Since there is little else to do other than practice casting into the wind, you find a convenient stump, a gray strong thing that has been polished by the mountain winds and etched by winter storms. It is a good place for a cigar, and the smoke clouds into the wake of your frame and drives the mosquitoes to less heavily armed prey. And you think about high water.
And abundance.
Now is the time. Carpe diem. If you do not live in the now, right now, then you will be missing the whole point. There has never been a better time in modern history to take a fly rod in hand and cast to the trout feeding thick in clear pools. There has never been a better time to heft a good rifle or shotgun and go afield for game, furred and feathered all.
Now is the time. Those of us who fight and whine and complain about things beyond our immediate control are cautioned to remember that whining and complaining takes time and energy. Time and energy that are better spent enjoying what makes you live where it’s tough to survive, brought you here and keeps you here. Certainly, don’t forget to fight, but don’t forget why you fight. This is the reason you are here: to cast on good water and cast your eyes across a mountain hold. And these are the high-water years. Make no mistake. In fact, some of the high water may already be receding, never to be seen again. It is likely that we will never see the big mule deer boom of the 1960s ever again.
Perhaps we will never see chukar and gray partridge in the numbers of the 1990s. Clearly, the sage grouse will not be back to the 1920s levels.

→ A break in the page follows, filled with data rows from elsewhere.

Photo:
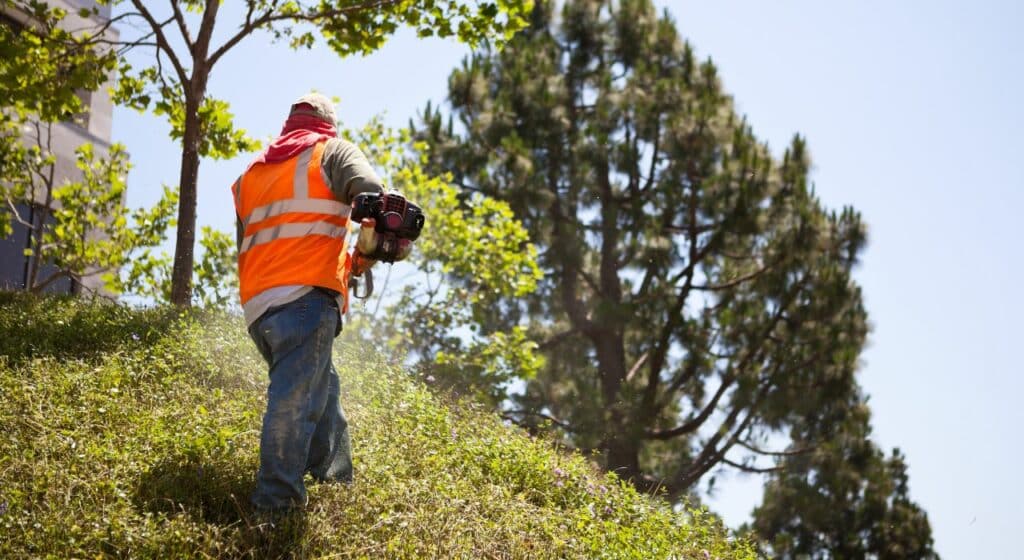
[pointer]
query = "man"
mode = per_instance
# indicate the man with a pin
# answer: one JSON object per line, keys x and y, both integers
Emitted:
{"x": 292, "y": 205}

But for all we have lost and for all that is past, it is still good to be a modern-day Montana sportsman. There are elk in abundance. In many places you can tag two in a year. You can even shoot a wild bison if you are lucky enough to draw a permit. There are good fish in streams and lakes that never held trout before white men came to this land. You can still catch pure subspecies of native trout. You can even catch fish that are native to places like California’s Sierra Nevada (golden trout), Germany (brown trout), or the Midwest (walleye). There are solid numbers of mule deer, whitetail deer, and antelope, and there are moose in places there never were moose before.
We sportsmen have more and enjoy more than any man in the history of mankind. Right now is high water. Enjoy it now, because we are placing a lot of demand on the land that has given us so much already; this generation is living and consuming as if there will not be a next.
Right now. Get out there. The water is dropping.